Single by hide

from the album Hide Your Face
- Released: August 5, 1993
- Genre: Alternative rock, hard rock
- Label: MCA Victor
- Songwriters: Yukinojo Mori, hide

Hide singles chronology
| "Eyes Love You" (1993) | "50% & 50%" (1993) | "Dice" (1994) |

= 50% & 50% =

"50% & 50%" is the second single by Japanese musician hide, released on August 5, 1993. It reached number 6 on the Oricon chart. His first single "Eyes Love You" was released on the same day. Both singles' covers are identical except; "50% & 50%" is red, whereas "Eyes Love You" is green. They form a 3D picture when they are placed side by side. It was certified gold upon release by RIAJ.

The single was re-released on December 12, 2007, with a new cover. On April 28, 2010, it was re-released again as part of the first releases in "The Devolution Project", which was a release of hide's original eleven singles on picture disc vinyl.

==Background==
hide embarked on a solo career in 1993 due to the downtime in X Japan. Initially wanting to hire several different vocalists because he was unsure of his own voice, he eventually began taking vocal lessons from Toshi's coach and sang the material himself.

Wanting to contrast something unusual with a pop background, hide hired Yukinojo Mori to pen the lyrics to his first two A-sides. As a kid, hide was fond of Bow Wow's 1982 album Warning from Stardust, where the A-side songs had lyrics in English and the B-side in Japanese. Liking the Japanese lyrics better, hide only realized Mori was their author afterwards. "50% & 50%" was written after the A-side and B-side on "Eyes Love You"

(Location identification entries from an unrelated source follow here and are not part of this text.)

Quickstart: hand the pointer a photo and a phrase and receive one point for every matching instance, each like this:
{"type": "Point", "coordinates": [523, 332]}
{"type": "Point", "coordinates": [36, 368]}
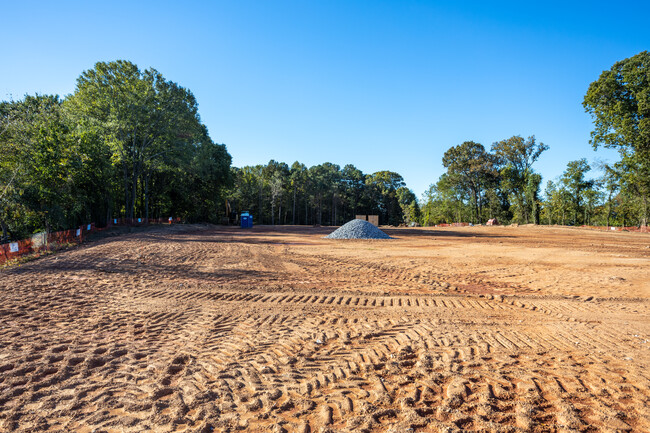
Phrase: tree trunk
{"type": "Point", "coordinates": [475, 195]}
{"type": "Point", "coordinates": [320, 211]}
{"type": "Point", "coordinates": [126, 192]}
{"type": "Point", "coordinates": [293, 214]}
{"type": "Point", "coordinates": [146, 198]}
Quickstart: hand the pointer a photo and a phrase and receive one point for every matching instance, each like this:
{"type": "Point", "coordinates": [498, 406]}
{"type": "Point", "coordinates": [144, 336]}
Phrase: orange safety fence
{"type": "Point", "coordinates": [142, 221]}
{"type": "Point", "coordinates": [39, 242]}
{"type": "Point", "coordinates": [452, 225]}
{"type": "Point", "coordinates": [642, 229]}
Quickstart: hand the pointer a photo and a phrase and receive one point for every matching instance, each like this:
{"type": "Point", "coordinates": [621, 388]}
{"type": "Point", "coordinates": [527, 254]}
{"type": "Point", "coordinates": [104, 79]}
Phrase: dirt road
{"type": "Point", "coordinates": [203, 329]}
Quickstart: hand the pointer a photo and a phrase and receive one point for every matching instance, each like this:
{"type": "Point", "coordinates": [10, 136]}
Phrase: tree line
{"type": "Point", "coordinates": [324, 194]}
{"type": "Point", "coordinates": [127, 143]}
{"type": "Point", "coordinates": [502, 184]}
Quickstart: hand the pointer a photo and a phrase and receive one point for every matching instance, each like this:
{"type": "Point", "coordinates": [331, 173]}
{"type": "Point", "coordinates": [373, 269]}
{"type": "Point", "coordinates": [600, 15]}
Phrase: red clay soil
{"type": "Point", "coordinates": [202, 329]}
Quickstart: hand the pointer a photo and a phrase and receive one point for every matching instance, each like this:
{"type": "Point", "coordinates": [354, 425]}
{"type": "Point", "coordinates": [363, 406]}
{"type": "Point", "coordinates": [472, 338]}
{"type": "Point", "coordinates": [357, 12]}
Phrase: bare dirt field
{"type": "Point", "coordinates": [201, 329]}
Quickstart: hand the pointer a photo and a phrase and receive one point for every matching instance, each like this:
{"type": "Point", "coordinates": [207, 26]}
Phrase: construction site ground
{"type": "Point", "coordinates": [215, 329]}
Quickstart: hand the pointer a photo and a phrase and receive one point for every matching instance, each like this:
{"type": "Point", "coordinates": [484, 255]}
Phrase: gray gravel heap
{"type": "Point", "coordinates": [357, 229]}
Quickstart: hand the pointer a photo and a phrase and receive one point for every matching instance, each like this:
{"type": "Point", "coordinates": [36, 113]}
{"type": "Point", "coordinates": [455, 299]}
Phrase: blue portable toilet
{"type": "Point", "coordinates": [246, 220]}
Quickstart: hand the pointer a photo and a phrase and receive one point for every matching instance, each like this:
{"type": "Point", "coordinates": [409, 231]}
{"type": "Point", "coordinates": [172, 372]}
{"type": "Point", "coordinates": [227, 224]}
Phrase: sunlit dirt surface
{"type": "Point", "coordinates": [202, 329]}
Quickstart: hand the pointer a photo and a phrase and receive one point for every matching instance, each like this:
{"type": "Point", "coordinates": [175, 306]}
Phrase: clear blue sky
{"type": "Point", "coordinates": [382, 85]}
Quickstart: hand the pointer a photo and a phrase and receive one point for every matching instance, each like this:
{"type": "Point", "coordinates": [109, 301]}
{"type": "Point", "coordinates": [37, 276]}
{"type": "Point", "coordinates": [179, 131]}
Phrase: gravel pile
{"type": "Point", "coordinates": [357, 229]}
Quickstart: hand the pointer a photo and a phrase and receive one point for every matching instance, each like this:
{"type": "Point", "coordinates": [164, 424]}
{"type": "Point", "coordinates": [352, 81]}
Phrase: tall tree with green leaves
{"type": "Point", "coordinates": [516, 157]}
{"type": "Point", "coordinates": [473, 167]}
{"type": "Point", "coordinates": [142, 117]}
{"type": "Point", "coordinates": [574, 181]}
{"type": "Point", "coordinates": [619, 104]}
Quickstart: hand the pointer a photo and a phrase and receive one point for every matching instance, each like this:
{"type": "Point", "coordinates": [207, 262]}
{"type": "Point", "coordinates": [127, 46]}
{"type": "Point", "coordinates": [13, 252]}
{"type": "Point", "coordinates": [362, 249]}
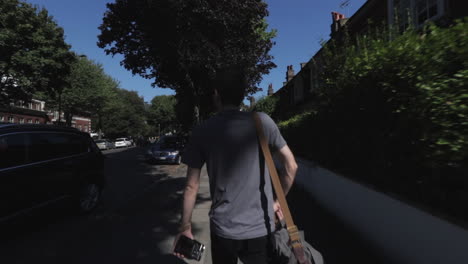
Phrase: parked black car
{"type": "Point", "coordinates": [44, 164]}
{"type": "Point", "coordinates": [168, 149]}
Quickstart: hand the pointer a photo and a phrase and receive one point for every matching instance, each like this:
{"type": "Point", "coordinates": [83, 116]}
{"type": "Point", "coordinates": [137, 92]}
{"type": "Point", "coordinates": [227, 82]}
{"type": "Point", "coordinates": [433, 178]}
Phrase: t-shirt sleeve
{"type": "Point", "coordinates": [275, 139]}
{"type": "Point", "coordinates": [193, 155]}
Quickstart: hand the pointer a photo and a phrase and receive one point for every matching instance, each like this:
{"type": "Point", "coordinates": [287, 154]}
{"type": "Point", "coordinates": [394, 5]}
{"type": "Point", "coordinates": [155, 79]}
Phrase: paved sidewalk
{"type": "Point", "coordinates": [200, 218]}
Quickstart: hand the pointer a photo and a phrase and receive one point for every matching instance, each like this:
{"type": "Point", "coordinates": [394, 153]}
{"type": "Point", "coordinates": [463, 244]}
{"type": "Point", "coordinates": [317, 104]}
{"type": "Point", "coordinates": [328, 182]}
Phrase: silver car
{"type": "Point", "coordinates": [104, 144]}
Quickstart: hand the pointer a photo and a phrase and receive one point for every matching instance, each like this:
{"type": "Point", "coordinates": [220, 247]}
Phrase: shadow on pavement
{"type": "Point", "coordinates": [336, 242]}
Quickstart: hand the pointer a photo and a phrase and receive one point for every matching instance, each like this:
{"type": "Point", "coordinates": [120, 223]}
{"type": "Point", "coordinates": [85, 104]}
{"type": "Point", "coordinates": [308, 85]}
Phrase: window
{"type": "Point", "coordinates": [46, 146]}
{"type": "Point", "coordinates": [425, 9]}
{"type": "Point", "coordinates": [13, 150]}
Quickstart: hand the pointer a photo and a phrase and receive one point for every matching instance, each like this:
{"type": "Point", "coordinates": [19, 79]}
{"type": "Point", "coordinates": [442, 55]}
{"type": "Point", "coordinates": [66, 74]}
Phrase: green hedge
{"type": "Point", "coordinates": [393, 112]}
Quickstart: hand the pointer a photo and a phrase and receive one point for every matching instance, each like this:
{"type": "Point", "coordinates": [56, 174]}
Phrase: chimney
{"type": "Point", "coordinates": [339, 20]}
{"type": "Point", "coordinates": [270, 89]}
{"type": "Point", "coordinates": [289, 73]}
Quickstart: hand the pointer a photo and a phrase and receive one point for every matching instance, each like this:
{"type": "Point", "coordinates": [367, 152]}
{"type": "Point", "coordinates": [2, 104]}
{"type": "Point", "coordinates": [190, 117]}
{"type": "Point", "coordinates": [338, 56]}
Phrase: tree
{"type": "Point", "coordinates": [162, 113]}
{"type": "Point", "coordinates": [33, 54]}
{"type": "Point", "coordinates": [125, 115]}
{"type": "Point", "coordinates": [266, 104]}
{"type": "Point", "coordinates": [181, 44]}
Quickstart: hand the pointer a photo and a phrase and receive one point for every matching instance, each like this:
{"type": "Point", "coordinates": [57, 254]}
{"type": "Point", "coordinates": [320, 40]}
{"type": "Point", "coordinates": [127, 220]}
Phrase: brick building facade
{"type": "Point", "coordinates": [374, 13]}
{"type": "Point", "coordinates": [35, 112]}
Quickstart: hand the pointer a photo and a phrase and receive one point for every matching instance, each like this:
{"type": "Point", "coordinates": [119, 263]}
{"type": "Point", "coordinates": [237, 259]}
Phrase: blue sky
{"type": "Point", "coordinates": [301, 24]}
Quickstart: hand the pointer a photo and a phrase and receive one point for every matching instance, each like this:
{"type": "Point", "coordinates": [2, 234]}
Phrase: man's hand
{"type": "Point", "coordinates": [187, 233]}
{"type": "Point", "coordinates": [277, 210]}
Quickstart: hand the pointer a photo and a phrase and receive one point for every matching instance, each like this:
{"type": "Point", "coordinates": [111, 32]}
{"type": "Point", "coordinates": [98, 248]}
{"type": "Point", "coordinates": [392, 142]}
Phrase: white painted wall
{"type": "Point", "coordinates": [402, 233]}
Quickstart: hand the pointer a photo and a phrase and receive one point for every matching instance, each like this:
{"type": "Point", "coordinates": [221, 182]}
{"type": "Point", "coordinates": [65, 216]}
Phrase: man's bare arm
{"type": "Point", "coordinates": [190, 196]}
{"type": "Point", "coordinates": [288, 173]}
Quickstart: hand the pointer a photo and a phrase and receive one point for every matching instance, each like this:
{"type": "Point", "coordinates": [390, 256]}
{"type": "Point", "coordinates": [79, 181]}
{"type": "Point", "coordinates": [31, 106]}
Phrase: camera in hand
{"type": "Point", "coordinates": [190, 248]}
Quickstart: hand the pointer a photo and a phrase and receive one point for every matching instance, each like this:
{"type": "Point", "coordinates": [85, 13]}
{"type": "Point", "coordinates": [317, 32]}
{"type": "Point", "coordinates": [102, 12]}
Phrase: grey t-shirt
{"type": "Point", "coordinates": [240, 184]}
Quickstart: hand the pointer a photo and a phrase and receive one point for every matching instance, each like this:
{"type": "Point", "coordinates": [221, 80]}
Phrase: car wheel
{"type": "Point", "coordinates": [89, 197]}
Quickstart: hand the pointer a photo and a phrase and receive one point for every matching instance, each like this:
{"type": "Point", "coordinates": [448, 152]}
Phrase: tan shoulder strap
{"type": "Point", "coordinates": [292, 229]}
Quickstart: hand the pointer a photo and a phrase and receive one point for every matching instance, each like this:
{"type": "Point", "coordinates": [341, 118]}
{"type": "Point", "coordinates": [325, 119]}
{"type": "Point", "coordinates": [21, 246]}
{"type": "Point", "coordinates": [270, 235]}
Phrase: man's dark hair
{"type": "Point", "coordinates": [231, 85]}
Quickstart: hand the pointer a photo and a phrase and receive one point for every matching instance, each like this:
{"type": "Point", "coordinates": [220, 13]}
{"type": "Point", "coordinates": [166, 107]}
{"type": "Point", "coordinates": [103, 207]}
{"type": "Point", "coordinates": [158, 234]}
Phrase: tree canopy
{"type": "Point", "coordinates": [33, 54]}
{"type": "Point", "coordinates": [125, 115]}
{"type": "Point", "coordinates": [181, 44]}
{"type": "Point", "coordinates": [89, 88]}
{"type": "Point", "coordinates": [162, 112]}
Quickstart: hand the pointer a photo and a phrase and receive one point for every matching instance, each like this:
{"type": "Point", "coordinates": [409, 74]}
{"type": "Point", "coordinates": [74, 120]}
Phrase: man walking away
{"type": "Point", "coordinates": [242, 210]}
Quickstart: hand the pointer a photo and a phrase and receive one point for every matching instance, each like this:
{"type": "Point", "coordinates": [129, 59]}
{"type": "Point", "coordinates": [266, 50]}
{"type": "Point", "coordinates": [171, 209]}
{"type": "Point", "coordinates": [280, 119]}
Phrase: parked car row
{"type": "Point", "coordinates": [168, 149]}
{"type": "Point", "coordinates": [44, 164]}
{"type": "Point", "coordinates": [105, 144]}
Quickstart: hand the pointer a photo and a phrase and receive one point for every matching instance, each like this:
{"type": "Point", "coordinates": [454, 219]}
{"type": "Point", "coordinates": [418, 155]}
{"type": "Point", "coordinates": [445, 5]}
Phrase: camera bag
{"type": "Point", "coordinates": [288, 241]}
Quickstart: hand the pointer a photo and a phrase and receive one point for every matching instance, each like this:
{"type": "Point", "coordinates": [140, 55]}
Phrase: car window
{"type": "Point", "coordinates": [13, 150]}
{"type": "Point", "coordinates": [77, 143]}
{"type": "Point", "coordinates": [45, 146]}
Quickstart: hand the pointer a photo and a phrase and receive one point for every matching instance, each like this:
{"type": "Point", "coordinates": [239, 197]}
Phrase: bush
{"type": "Point", "coordinates": [266, 104]}
{"type": "Point", "coordinates": [393, 111]}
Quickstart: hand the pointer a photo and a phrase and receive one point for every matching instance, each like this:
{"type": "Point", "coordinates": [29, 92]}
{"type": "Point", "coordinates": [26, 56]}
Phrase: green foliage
{"type": "Point", "coordinates": [181, 44]}
{"type": "Point", "coordinates": [266, 104]}
{"type": "Point", "coordinates": [414, 80]}
{"type": "Point", "coordinates": [33, 54]}
{"type": "Point", "coordinates": [162, 113]}
{"type": "Point", "coordinates": [392, 111]}
{"type": "Point", "coordinates": [89, 89]}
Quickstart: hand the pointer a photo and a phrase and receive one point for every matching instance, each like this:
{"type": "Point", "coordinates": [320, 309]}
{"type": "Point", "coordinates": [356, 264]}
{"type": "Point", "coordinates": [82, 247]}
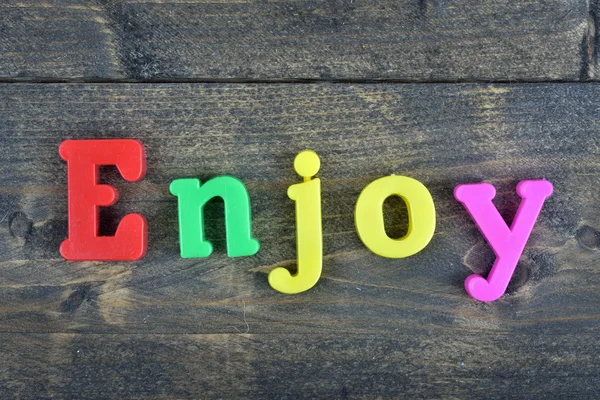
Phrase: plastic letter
{"type": "Point", "coordinates": [508, 243]}
{"type": "Point", "coordinates": [85, 196]}
{"type": "Point", "coordinates": [369, 216]}
{"type": "Point", "coordinates": [192, 196]}
{"type": "Point", "coordinates": [309, 233]}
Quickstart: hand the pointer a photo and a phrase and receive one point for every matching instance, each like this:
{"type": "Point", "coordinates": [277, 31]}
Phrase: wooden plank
{"type": "Point", "coordinates": [165, 327]}
{"type": "Point", "coordinates": [313, 39]}
{"type": "Point", "coordinates": [49, 39]}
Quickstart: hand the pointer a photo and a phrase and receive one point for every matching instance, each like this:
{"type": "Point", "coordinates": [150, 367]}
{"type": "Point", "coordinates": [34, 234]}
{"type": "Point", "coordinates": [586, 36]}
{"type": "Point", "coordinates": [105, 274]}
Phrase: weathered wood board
{"type": "Point", "coordinates": [410, 40]}
{"type": "Point", "coordinates": [167, 328]}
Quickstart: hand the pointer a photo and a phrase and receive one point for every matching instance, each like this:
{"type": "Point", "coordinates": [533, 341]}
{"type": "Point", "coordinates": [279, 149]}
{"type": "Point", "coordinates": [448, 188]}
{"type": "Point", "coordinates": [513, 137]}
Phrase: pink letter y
{"type": "Point", "coordinates": [507, 243]}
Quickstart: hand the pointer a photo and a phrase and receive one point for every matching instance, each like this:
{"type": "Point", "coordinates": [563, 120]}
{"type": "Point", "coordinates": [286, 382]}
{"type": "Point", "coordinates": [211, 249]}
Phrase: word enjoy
{"type": "Point", "coordinates": [130, 242]}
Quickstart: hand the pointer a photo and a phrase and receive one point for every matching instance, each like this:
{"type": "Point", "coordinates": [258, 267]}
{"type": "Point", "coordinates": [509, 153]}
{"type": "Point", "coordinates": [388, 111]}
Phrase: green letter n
{"type": "Point", "coordinates": [191, 198]}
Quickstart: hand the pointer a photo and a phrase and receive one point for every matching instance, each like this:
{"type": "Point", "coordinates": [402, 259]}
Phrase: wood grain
{"type": "Point", "coordinates": [408, 40]}
{"type": "Point", "coordinates": [166, 327]}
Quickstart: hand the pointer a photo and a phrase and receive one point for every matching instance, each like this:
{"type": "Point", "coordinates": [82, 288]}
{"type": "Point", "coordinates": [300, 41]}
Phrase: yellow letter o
{"type": "Point", "coordinates": [369, 216]}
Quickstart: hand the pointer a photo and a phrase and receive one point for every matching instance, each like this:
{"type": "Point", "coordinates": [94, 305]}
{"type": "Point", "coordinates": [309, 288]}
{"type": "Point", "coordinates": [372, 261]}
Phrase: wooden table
{"type": "Point", "coordinates": [444, 91]}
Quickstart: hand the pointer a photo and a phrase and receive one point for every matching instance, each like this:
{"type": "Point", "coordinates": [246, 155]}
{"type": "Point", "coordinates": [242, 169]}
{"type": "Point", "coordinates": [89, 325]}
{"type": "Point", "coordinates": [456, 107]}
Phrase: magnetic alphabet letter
{"type": "Point", "coordinates": [85, 196]}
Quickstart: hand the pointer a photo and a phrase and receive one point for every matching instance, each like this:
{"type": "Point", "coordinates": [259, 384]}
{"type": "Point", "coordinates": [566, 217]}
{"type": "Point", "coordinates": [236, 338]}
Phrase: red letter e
{"type": "Point", "coordinates": [86, 196]}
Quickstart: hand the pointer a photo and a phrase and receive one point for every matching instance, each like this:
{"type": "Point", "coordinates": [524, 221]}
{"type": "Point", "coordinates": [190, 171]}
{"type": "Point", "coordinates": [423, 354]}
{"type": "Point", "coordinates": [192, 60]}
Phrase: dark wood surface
{"type": "Point", "coordinates": [409, 40]}
{"type": "Point", "coordinates": [167, 328]}
{"type": "Point", "coordinates": [473, 91]}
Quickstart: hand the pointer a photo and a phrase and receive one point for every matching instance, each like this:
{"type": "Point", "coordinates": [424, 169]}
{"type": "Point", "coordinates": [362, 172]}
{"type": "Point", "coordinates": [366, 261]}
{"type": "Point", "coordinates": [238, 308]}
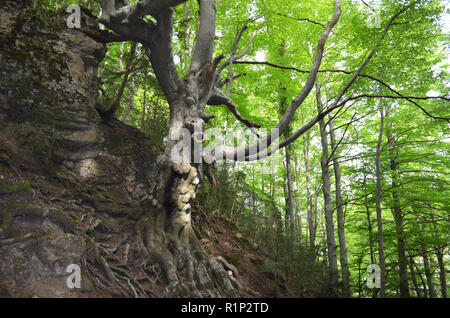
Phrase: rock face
{"type": "Point", "coordinates": [77, 190]}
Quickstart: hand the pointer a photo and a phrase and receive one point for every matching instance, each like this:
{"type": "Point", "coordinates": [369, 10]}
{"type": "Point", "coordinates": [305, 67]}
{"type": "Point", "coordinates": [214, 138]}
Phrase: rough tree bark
{"type": "Point", "coordinates": [187, 101]}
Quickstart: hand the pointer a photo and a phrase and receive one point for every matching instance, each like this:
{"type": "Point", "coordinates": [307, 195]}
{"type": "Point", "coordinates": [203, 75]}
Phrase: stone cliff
{"type": "Point", "coordinates": [77, 190]}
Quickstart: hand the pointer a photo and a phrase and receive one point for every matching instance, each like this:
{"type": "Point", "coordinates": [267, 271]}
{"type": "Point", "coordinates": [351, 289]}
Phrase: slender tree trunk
{"type": "Point", "coordinates": [107, 114]}
{"type": "Point", "coordinates": [290, 197]}
{"type": "Point", "coordinates": [440, 259]}
{"type": "Point", "coordinates": [297, 203]}
{"type": "Point", "coordinates": [378, 208]}
{"type": "Point", "coordinates": [263, 207]}
{"type": "Point", "coordinates": [328, 205]}
{"type": "Point", "coordinates": [340, 216]}
{"type": "Point", "coordinates": [369, 222]}
{"type": "Point", "coordinates": [397, 212]}
{"type": "Point", "coordinates": [414, 279]}
{"type": "Point", "coordinates": [309, 211]}
{"type": "Point", "coordinates": [426, 265]}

An acoustic rendition of the song, referred to as "50% & 50% (Crystal Lake Version)", appears on hide's first studio album Hide Your Face.

In a promotional video for "Doubt", hide is backed by his future Spread Beaver bandmate I.N.A. and Jennifer Finch and Demetra "Dee" Plakas of American all-girl grunge band L7.

==Track listing==

| No. | Title | Lyrics | Music | Length |
|---|---|---|---|---|
| 1. | "50% & 50%" | Yukinojo Mori | hide | 4:41 |
| 2. | "Doubt" | hide | hide | 4:46 |

==Cover versions==
hide's latter band Zilch recorded an English version of "Doubt" for their 1998 album 3.2.1.. The song was then covered by Buck-Tick on the 1999 hide tribute album Tribute Spirits, they have performed the cover live at their concerts. It was also covered live by the Underneath at the hide memorial summit on May 4, 2008. defspiral, which is composed of four of the five former members of the Underneath, covered it for their hide tribute maxi single "Reply -Tribute to hide-" in 2011. The title track was covered by Mix Speaker's,Inc. on the Tribute II -Visual Spirits- tribute album, while "Doubt" was covered by Machine (duo of Spread Beaver's Kiyoshi and Penicillin's Hakuei) on it and by D=Out on Tribute III -Visual Spirits-, both albums were released on July 3, 2013. For Tribute VII -Rock Spirits-, released on December 18, 2013, "Doubt" was covered by The Novembers. "Doubt" was covered by Hisashi and Yow-Row (Gari) for the June 6, 2018 Tribute Impulse album.